Kynurenine Metabolism Mediates Tumor Progression in Renal Cell Carcinoma

Renal cell carcinoma (RCC) is characterized by dysregulation of the kynurenine pathway (KP), which converts tryptophan to NAD+ while generating immunomodulatory metabolites. Therapeutic efforts have focused on inhibiting IDO1 at the pathway entry point, but the functional consequences of targeting downstream KP enzymes remain poorly characterized. We used CRISPR/Cas9 to generate knockouts of three KP enzymes in the RENCA murine RCC model--kynurenine 3-monooxygenase (KMO), quinolinic acid phosphoribosyltransferase (QPRT), and 3-hydroxyanthranilic acid dioxygenase (HAAO)--and evaluated effects on cell migration, colony formation, tumor burden, metastasis, and survival. KMO and QPRT knockouts consistently reduced migratory capacity and colony size in vitro. However, in vivo effects were distinct: while QPRT knockout reduced tumor burden, KMO knockout did not. Notably, we did not detect metastasis in female mice receiving KMO knockout RENCA cells. HAAO knockout produced divergent effects, increasing migration and colony size in vitro, but reducing tumor burden and metastasis in vivo.
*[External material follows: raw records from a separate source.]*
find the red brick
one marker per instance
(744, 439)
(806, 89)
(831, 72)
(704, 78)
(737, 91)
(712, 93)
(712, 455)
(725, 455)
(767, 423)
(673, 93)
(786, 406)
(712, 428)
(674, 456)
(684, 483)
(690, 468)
Mice challenged orthotopically with all three knockout cell lines had significantly extended survival compared to mice receiving wild type cells. These results indicate that individual KP enzymes exert distinct, context-dependent effects on RCC progression. The enhanced in vitro aggressiveness coupled with reduced in vivo tumorigenicity observed in HAAO knockout RENCA cells illustrates that cell culture phenotypes do not reliably predict tumor behavior, particularly when perturbing metabolic pathways with pleiotropic effects. Our findings suggest that targeting specific KP enzymes warrants further investigation as a therapeutic strategy in RCC.